The all-union event was accompanied by the publishing of a body of documents called the “Reunification of Ukraine with Russia” that were meant to testify to the “eternal union” between the two peoples… with Russia in the superior position, of course.

In 1982, the Soviet authorities opened a monument complex called Peoples' Friendship Arch in central Kyiv to celebrate the Russo-Ukrainian unity. It was dedicated to several historical events, including the 1,500th anniversary of the city's founding, the 60th anniversary of the USSR, and the Pereiaslav Council.

A part of the complex was a granite stele depicting participants of the council, dressed in historical Russian and Cossack garbs.

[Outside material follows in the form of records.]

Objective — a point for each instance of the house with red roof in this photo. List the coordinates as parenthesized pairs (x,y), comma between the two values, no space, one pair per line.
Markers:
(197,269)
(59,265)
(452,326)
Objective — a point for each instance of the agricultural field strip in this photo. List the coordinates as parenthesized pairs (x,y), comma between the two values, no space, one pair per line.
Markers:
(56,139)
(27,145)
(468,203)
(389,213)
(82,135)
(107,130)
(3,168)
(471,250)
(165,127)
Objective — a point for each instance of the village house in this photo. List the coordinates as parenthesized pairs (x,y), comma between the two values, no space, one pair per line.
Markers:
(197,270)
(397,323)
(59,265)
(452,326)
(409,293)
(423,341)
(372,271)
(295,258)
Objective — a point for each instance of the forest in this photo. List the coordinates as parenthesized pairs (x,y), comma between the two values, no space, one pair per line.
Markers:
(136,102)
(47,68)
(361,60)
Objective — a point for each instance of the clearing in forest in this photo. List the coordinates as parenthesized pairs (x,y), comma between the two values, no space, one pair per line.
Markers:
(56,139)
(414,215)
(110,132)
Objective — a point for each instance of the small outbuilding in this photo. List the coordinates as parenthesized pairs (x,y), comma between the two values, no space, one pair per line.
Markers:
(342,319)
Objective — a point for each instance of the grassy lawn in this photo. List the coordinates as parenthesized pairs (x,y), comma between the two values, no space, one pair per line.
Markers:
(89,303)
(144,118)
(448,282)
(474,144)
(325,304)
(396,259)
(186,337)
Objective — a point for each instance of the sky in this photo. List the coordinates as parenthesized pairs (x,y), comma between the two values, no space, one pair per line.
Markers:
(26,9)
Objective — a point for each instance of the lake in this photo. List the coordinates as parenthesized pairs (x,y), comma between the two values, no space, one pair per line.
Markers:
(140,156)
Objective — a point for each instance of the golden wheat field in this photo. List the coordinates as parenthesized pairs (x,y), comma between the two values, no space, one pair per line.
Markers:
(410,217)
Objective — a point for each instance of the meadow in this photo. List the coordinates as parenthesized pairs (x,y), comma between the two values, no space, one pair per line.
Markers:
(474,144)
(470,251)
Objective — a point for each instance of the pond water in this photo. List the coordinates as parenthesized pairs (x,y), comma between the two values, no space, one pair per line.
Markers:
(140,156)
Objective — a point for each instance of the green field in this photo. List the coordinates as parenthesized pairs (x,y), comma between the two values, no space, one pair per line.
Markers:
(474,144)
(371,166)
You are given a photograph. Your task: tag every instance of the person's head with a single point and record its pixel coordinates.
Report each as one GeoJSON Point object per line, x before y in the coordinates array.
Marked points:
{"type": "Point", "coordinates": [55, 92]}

Municipal service workers under the Arch of Freedom of the Ukrainian People finish dismantling a granite monument with a multi-figure group dedicated to the Pereiaslav Council in Kyiv, Ukraine, on May 1, 2024. (Zinchenko/Global Images Ukraine via Getty Images)

The statue remained there after Ukraine gained its independence in 1991 and even after the post-EuroMaidan government launched a large-scale decommunization and de-Sovietization process in 2015.

It was only after the outbreak of the full-scale war in 2022 that the arch complex began to be taken apart. The first part of the composition — a bronze statue of a Russian and Ukrainian worker — was removed in 2022.

In April 2024, the Culture Ministry abolished the landmark's status as a historic site.

Finally, on April 30, the dismantling of the Council statue itself finalized the divorce from the Kremlin-established Pereiaslav narrative.